After boot camp, Roger had one week of leave to visit home. During this time he was taken ill. He had to be visited by the Red Cross to verify his illness and obtain an extended leave. On the 7th of May Germany surrendered and VE Day was declared for the 8th of May, 1945. Of course, Japan was still a threat and when Roger continued on to pre-Radio school he was transferred into the R.T. company which was then starting the course work as his previous company had already moved on.
Pre-Radio school was held at a former Junior High School in the then mostly Italian section of the city of Chicago. The mess for the school was handled by women who were hired from the local neighborhoods. They were typically middle-aged and likely many had their own sons and possibly daughters serving in the military. They treated the soldiers like royalty and Roger felt that this was the best food that he had while he served in the Navy. He spent approximately 2 weeks in pre-Radio school which consisted of basic algebra and other similar course work.
Next the company attended the Radio school in Dearborn, Michigan. It was held at the Ford River Rouge plant and lasted about 3 months. This course consisted primarily of very basic electronics. During this time, VJ Day occurred on the 14th of August, 1945. That evening all the sailors were given liberty for the evening. Roger went into downtown Detroit. There were sailors were riding on top of cable cars and rumors of nude couples dancing in the fountain in the downtown park. A girl tried to steal Roger's cap and he wouldn't let her.

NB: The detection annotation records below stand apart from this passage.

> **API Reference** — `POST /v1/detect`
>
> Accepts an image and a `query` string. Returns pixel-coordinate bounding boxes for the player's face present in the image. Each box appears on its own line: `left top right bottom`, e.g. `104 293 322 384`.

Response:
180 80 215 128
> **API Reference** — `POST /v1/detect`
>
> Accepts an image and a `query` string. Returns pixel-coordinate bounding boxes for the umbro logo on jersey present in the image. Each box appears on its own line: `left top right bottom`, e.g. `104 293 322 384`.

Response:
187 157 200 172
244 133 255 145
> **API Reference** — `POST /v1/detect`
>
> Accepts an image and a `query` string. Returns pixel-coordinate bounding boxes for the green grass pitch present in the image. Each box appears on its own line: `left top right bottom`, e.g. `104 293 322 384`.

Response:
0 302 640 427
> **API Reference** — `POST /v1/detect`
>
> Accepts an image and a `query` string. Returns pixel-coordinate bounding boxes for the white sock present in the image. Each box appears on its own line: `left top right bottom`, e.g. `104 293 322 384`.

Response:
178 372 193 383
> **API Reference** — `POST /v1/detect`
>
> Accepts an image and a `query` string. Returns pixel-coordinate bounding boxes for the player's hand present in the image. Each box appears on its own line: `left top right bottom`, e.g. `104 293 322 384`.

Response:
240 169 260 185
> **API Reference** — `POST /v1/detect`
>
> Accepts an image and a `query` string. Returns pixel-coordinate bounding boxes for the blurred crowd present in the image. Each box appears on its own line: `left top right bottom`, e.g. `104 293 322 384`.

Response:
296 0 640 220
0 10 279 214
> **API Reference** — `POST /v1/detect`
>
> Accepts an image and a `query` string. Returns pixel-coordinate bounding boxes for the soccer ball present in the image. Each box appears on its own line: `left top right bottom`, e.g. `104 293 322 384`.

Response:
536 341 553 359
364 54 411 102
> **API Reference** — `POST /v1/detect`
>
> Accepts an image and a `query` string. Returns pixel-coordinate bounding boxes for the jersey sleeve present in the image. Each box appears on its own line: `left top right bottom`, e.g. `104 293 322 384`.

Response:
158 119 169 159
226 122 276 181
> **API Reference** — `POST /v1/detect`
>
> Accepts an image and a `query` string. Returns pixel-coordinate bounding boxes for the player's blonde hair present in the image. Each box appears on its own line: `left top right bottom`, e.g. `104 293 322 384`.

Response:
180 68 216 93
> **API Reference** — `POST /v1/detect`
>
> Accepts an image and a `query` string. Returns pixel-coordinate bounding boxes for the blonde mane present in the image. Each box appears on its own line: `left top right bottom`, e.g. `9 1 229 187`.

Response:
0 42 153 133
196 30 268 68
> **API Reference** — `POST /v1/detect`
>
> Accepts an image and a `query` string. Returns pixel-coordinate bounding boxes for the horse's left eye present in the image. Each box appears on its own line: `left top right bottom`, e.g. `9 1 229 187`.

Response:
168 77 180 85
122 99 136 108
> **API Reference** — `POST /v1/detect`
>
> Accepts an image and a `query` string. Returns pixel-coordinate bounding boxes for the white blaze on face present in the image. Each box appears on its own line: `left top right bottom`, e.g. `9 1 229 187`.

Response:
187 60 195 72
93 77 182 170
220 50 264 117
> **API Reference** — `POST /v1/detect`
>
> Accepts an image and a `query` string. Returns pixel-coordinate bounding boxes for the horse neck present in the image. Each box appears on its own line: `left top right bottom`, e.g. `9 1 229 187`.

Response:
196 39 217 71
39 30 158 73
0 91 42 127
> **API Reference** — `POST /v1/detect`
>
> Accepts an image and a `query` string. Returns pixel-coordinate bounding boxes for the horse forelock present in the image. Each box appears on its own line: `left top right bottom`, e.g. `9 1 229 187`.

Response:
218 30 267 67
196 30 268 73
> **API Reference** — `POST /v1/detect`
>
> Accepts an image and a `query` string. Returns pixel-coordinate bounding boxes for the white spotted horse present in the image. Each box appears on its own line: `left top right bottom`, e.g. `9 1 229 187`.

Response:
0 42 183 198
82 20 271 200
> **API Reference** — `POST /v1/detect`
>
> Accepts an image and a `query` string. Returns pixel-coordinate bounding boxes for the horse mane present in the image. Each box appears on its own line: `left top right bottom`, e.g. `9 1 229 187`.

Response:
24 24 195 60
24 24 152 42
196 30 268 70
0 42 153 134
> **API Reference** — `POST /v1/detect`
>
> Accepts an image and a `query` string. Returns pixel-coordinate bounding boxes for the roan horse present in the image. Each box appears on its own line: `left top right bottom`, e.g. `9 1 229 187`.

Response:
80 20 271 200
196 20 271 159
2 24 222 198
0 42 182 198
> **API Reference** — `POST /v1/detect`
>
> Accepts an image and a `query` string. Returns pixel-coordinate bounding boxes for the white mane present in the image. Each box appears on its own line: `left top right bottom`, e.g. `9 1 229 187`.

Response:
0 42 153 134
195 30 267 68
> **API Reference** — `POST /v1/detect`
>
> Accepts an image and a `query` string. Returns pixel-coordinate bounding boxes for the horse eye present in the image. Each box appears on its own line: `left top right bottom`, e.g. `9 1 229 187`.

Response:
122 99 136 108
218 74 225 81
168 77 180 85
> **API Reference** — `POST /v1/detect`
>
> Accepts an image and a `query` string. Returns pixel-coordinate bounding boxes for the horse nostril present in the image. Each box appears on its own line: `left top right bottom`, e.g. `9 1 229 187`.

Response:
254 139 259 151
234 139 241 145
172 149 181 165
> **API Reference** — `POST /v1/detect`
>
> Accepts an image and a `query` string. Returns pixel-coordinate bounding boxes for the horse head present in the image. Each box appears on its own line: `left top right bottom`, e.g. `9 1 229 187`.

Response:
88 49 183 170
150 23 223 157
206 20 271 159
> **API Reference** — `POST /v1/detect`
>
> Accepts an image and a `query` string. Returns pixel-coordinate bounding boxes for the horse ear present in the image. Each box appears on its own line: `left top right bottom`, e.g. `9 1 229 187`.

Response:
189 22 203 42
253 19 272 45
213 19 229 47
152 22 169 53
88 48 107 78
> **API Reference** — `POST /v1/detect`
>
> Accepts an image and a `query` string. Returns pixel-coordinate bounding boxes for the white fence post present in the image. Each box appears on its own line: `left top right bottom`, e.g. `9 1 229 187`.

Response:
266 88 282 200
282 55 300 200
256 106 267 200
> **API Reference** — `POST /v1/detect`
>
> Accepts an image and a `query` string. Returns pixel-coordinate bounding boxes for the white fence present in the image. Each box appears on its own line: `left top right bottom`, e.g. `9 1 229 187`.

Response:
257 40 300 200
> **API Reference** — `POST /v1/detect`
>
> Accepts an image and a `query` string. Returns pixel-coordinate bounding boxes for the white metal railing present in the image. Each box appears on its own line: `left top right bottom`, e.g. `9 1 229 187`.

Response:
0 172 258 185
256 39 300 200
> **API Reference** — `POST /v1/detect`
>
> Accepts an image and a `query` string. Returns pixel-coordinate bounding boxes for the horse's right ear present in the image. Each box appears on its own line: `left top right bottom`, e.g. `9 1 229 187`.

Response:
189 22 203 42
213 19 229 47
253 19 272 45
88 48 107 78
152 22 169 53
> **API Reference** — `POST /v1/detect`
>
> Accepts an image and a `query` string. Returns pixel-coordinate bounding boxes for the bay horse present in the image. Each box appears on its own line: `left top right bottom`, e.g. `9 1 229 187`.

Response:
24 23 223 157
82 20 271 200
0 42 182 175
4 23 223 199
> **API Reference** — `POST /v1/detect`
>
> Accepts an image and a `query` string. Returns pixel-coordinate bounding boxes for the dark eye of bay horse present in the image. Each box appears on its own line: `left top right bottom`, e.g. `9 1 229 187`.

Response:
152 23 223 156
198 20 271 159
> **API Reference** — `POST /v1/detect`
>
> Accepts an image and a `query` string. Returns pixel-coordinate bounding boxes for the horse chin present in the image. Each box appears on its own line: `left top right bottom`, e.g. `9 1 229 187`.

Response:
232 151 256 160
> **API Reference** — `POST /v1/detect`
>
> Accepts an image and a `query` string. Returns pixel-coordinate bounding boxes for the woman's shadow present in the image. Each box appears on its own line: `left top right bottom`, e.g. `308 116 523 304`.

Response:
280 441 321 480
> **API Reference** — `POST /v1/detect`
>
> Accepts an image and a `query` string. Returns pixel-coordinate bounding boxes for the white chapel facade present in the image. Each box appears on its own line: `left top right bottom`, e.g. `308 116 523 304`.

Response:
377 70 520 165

Although the war was ended, the Navy continued the education of Roger's R.T. company and they soon headed to Radar school. This was held at the Naval research lab at Anacostia, a suburb of D.C. and lasted about 8 months. It was taught in 2 week segments. The teaching method was by rote not by concept.
In Radar school the executive officer tended to bore down on minor misdemeanors. There were two incidents which Roger specifically recalls. The first was a time when there were sailors posted in the bathrooms who would write down names and serial numbers of some of the men as they exited and the following weekend was a list of sailors restricted to base for weekend for the offense of not flushing the urinal. The second incident involved the inspections of the barracks. It was typical that surprise inspections would occur and the company had figured out a system to watch for and spot the inspectors prior to them getting to the barracks, relaying the information through the barracks. This came to the attention of the officers and in retaliation they came through with a surprise inspection that was not detected and went over everything in the barracks very, very thoroughly. There was an empty room nearby where Roger was and he overheard the conversation. One inspector said something to the effect that "This locker looks like a rats nest." Another inspector said something to the effect that "This one hasn't been clean since 'Christ was an ordinary Seaman'." The following weekend the entire company was on restriction.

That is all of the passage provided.